This evening I went to the batting cage. The Burbank batting cage.
I had walked into a co-workers office, obviously twisted about something/nothing, the second day in a row of generalized frustration and anger that sadly can find very specific targets when not controlled.
I am the child of two extraordinarily angry adults. It would be surprising if some of it were not in my bones somewhere. Frankly, I'm scared of it. I've never been good at expressing it. When I confronted my mother about her anger once, she said "It's not directed at you," to which I responded, "well, when I'm the only person in the room and you're yelling at me, it sure feels like it." All this is immaterial to this evening (it's in the past and dealt with), excepting the fact that when faced with my own anger, I have no idea what to do with it - it seems a little terrifying and that might upset someone.
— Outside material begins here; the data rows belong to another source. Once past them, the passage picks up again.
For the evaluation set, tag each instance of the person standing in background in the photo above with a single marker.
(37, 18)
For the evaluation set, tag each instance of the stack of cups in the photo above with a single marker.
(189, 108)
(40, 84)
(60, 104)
In times past, I've turned it inward, preferring to slide into a depressive hole that includes sad female singer/songwriters, country music, and ice cream. But since I've been cognizant of that lately, and have been trying to avoid depressive slides, I seem to be confronted with quite a surprising amount of non-specific anger that just boils up when I'm stymied or frustrated by any situation. Or, like this week, when I take a couple days off to go out of town and land somewhat gracelessly back into my life. Ker-plump, as Eleanor Roosevelt might say (as she does when reciting "High Hopes" on the Frank Sinatra show, which sadly I can't find on youtube).
So, back to this afternoon, when any little thing made me want to jump out of my skin. I had already consumed enough caffeine to power a small lawnmower (could this be the culprit?). My gay, softball-playing co-worker suggested the batting cages. And I said yes, like someone had just offered me a cool drink of water. Hitting something sounded like the best solution. The only solution. And since my mantra lately has been "First, do no harm", I thought the balls can't really feel it, so this was the best option.
So I took my intellectual self to the batting cages. How do I know I'm intellectual? I was deconstructing the process and thinking what I would write about it the whole time. And instead of angry, that made me laugh, laugh in the way you do when you just know something about yourself, and you can't help but have a little compassion for it. And besides, I was taking it all out on the balls. So there we were, two gay men at the batting cages - something that would have been unthinkable a few years ago to me. We put our money down and get a bat. Diet Cokes on me.
I go and hit a few balls, not too successfully. My friend tells me to bend my knees, lean into the pitch, grip the bat tightly at the base, keep my right arm up. It's not air golf, though it feels like I'm swatting rather than batting. And since I keep bending my wrists, I feel like a fey batboy pretending he's a player. My friend's up. I watch him hit a few times, and see what he means. Then I look over at the cage next to us, and see a man hitting every single ball gracefully. I see how he leans back from it, prepares with his front leg, swinging like he's a replica of the top of a trophy. I see now where that stance comes from. Then a woman follows him who does the same thing - graceful, easy, assured, strong.
I go back into the cage, mimic what I've seen and start hitting the balls. Now I'm hitting about 90%. I don't miss that many at all. And there's a great satisfaction in hitting the sweet spot, hearing the "thunk" and seeing the ball sail up. The aggression is gone. I am now all about finding the perfect hit and making sure my form is good. The anger has dissipated. By the time we go up for the second session, I am forming blisters on my thumbs. So I just change how I held my thumbs. And make sure to wash my hands when I'm done - you can never be too careful.
And since this is the kind of guy I am, I learned a few things:
The ball is never coming as fast as I think it is. There's actually time to anticipate it and wait for it to come to the right place. Don't panic.
The bat does the work.
You'll get a lot more done if you use your whole self, and not just parts, like the wrist, or the arms.
Sit into your weight; it's there for a reason, embrace it.
It never takes as much energy as I think it does.
There is no perfection.
You never know completely what's coming at you - it might be low and outside, or high and tight.
The nicks count - they stop the ball.